Haftung des Vermieters bei "kalter" Wohnungsräumung
Der Bundesgerichtshof (BGH) hat mit seinem Urteil vom 14.7.2010 eine Entscheidung zur Haftung des Vermieters bei eigenmächtiger Wohnungsräumung getroffen. In einem Fall aus der Praxis war ein Mieter ab Februar 2005 für mehrere Monate mit unbekanntem Aufenthalt ortsabwesend und wurde von Verwandten als vermisst gemeldet. Nachdem die Mieten für die Monate März und April 2005 nicht gezahlt worden waren, kündigte der Vermieter das Mietverhältnis fristlos. Im Mai 2005 öffnete er die Wohnung und nahm sie in Besitz. Hierbei entsorgte er einen Teil der Wohnungseinrichtung. Einen anderen Teil der vorgefundenen Sachen lagerte er bei sich ein. Gestützt auf ein Sachverständigengutachten hat der Mieter für die ihm nach seiner Behauptung im Zuge der Räumung abhandengekommenen, beschädigten oder verschmutzten Gegenstände Schadensersatz von rund 62.000 € zuzüglich der ihm entstandenen Gutachterkosten verlangt.
Die Richter des BGH haben hier entschieden, dass der Vermieter für die Folgen einer solchen Räumung haftet. Die nicht durch einen gerichtlichen Titel gedeckte eigenmächtige Inbesitznahme einer Wohnung und deren eigenmächtiges Ausräumen durch den Vermieter stellen eine unerlaubte Selbsthilfe dar. Das gilt selbst dann, wenn der gegenwärtige Aufenthaltsort des Mieters unbekannt und ein vertragliches Besitzrecht des Mieters infolge Kündigung entfallen ist. Der Vermieter muss sich auch in diesen Fällen - gegebenenfalls nach öffentlicher Zustellung der Räumungsklage - einen Räumungstitel beschaffen und aus diesem vorgehen. Übt ein Vermieter stattdessen im Wege einer sogenannten "kalten" Räumung eine verbotene Selbsthilfe aus, ist er verschuldensunabhängig zum Ersatz des daraus entstehenden Schadens verpflichtet.
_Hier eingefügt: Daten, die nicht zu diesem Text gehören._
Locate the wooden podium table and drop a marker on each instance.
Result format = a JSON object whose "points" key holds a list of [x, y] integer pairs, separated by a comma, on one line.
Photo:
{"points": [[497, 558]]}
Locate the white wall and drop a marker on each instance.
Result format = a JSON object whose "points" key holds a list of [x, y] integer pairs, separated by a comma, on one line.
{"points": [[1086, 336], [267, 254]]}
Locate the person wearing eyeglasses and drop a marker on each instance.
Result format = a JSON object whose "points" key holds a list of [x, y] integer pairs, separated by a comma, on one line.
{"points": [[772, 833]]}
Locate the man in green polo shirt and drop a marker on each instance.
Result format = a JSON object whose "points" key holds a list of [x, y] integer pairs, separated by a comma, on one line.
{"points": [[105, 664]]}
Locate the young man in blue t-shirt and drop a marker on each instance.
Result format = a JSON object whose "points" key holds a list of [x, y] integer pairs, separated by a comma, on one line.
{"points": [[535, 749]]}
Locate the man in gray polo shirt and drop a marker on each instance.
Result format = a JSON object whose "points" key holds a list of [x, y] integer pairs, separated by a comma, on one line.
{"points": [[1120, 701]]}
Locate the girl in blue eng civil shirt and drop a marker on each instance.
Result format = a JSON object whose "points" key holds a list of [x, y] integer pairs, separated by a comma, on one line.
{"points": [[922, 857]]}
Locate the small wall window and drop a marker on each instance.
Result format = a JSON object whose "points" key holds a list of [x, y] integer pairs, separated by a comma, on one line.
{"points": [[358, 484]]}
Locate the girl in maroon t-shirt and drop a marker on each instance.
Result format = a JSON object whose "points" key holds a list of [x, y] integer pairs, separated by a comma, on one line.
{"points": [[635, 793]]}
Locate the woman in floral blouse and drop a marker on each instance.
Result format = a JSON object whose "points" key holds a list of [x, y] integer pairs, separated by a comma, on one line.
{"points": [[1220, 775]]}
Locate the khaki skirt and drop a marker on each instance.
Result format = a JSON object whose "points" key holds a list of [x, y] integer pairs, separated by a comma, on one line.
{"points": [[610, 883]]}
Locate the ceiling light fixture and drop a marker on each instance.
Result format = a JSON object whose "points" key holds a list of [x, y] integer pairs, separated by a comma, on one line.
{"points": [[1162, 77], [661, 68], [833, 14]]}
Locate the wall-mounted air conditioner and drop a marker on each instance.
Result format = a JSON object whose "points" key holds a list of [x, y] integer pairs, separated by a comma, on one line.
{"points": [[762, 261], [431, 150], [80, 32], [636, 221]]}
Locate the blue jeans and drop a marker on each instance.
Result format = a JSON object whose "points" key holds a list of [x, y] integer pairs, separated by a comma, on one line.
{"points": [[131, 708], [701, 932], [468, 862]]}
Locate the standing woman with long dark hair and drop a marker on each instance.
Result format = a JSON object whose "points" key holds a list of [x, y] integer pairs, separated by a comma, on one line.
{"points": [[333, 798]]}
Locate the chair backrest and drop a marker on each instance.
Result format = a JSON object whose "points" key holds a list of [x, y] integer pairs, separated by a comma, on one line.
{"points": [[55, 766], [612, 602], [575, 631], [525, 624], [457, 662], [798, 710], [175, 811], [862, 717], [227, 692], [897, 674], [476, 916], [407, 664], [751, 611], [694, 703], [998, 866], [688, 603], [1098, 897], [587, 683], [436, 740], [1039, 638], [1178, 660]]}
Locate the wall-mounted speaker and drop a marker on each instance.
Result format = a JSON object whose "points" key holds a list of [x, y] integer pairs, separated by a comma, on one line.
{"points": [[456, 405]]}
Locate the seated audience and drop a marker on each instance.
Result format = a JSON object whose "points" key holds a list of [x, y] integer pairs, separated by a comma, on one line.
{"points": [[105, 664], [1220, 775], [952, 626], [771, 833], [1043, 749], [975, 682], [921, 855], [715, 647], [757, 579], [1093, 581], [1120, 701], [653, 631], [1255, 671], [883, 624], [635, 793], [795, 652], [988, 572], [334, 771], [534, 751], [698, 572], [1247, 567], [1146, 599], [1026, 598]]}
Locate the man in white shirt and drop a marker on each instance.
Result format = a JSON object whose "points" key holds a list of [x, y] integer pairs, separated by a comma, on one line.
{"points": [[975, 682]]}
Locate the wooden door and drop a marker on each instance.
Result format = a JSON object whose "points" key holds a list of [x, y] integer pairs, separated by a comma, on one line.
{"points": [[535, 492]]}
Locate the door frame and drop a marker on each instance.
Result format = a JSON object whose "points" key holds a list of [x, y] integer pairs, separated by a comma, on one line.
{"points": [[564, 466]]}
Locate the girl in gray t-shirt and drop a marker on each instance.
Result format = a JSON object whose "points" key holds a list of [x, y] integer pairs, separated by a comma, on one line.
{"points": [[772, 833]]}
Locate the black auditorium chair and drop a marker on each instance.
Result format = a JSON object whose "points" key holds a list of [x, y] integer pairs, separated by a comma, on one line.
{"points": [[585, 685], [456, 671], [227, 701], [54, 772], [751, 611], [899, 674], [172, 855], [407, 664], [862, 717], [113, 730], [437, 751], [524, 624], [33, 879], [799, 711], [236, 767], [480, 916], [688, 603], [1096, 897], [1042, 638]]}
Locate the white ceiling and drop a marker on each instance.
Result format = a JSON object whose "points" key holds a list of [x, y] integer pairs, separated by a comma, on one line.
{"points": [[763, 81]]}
Von dieser Ersatzpflicht wird insbesondere eine eigenmächtige Entsorgung der in der Wohnung vorgefundenen Gegenstände erfasst. Denn den Vermieter, der eine Wohnung ohne Vorliegen eines gerichtlichen Titels in Besitz nimmt, trifft für die darin befindlichen Gegenstände eine Obhutspflicht. Da der Mieter von der Inbesitznahme seiner Wohnung nichts weiß und deshalb auch nicht in der Lage ist, seine Rechte selbst wahrzunehmen, gehört zu dieser Obhutspflicht des Vermieters weiter, dass er ein Bestandsverzeichnis aufstellt und den Wert der darin aufgenommenen Gegenstände feststellt. Kommt er dieser Pflicht nicht in ausreichendem Maße nach, muss er die Behauptung des Mieters widerlegen, dass bestimmte Gegenstände bei der Räumung abhandengekommen oder beschädigt worden seien, und beweisen, dass sie einen geringeren Wert hatten, als vom Mieter behauptet.